Described as a cross between Danny DeVito and Napoleon, even friends say Rifkin was outspoken, brash, and at times self-centered. Then one day Rifkin changed. At age 66, doctors told him he had prostate cancer. Suddenly Rifkin found religion and made it his mission to raise $1 million to eradicate the disease. His annual male-only fund-raisers stocked a hush-hush list of rich Denver men who ponied up $1,000 each for a special night at the Diamond. Ultimately he reached his fund-raising goal with one last party held after his death. At the end of his life, legitimacy and respect suddenly became a priority for Rifkin.
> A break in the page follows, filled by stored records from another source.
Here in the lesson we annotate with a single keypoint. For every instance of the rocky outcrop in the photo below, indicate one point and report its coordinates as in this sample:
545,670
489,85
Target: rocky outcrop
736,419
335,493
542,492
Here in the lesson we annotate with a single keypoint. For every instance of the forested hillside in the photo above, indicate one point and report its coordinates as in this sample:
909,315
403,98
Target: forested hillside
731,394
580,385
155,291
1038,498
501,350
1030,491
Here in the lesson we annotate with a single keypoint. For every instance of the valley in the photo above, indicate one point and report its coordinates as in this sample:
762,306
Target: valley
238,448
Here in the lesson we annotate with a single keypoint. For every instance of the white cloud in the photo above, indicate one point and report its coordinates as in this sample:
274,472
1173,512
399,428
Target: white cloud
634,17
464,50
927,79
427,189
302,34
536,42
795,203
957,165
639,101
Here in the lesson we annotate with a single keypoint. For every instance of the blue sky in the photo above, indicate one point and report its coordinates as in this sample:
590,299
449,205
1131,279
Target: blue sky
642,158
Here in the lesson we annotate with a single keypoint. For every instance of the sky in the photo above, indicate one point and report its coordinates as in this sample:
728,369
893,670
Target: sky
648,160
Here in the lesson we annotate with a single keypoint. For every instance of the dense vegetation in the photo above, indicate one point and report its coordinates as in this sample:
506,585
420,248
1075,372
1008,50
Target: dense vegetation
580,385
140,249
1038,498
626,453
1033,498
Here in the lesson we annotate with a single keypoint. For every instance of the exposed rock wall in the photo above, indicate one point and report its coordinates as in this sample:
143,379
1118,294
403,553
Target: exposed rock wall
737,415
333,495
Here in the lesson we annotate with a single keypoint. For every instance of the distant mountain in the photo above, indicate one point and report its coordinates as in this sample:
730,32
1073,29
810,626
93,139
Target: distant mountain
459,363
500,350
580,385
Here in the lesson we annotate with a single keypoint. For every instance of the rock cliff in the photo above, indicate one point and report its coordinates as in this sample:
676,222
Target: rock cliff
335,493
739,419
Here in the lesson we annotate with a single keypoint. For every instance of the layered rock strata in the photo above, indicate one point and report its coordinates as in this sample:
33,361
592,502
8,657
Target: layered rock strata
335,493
Lowrie constantly battles the strip-club-owner stereotype-Tony Soprano up to no good in the back room of the Bada Bing. Lowrie wants to be more than that. Partly because it's good for business-respectability helps assuage reticent investors and helps with VCG's SEC standing-and partly because he wants it for his father and his own family. And so Lowrie's taken a page from Rifkin's book with his charitable strategies. After Hal's death in 1994, Lowrie and Pam created the Lowrie Family Foundation. The Lowries have plenty of money to give, but the foundation is also a charitable strategy for the business-an investment. Sometimes a strip club needs to buy some goodwill. Early on, he discovered not everyone would take his money. But in October 2004, the Lowrie Family Foundation made a donation that made Denver's philanthropic community finally take notice. The Susan G. Komen Breast Cancer Foundation accepted $100,000 of Lowrie's money and asked him to introduce Jay Leno at their gala. Lowrie believes he should get credit for his gifts no matter how he earned the money. Everyone else does. Rifkin did.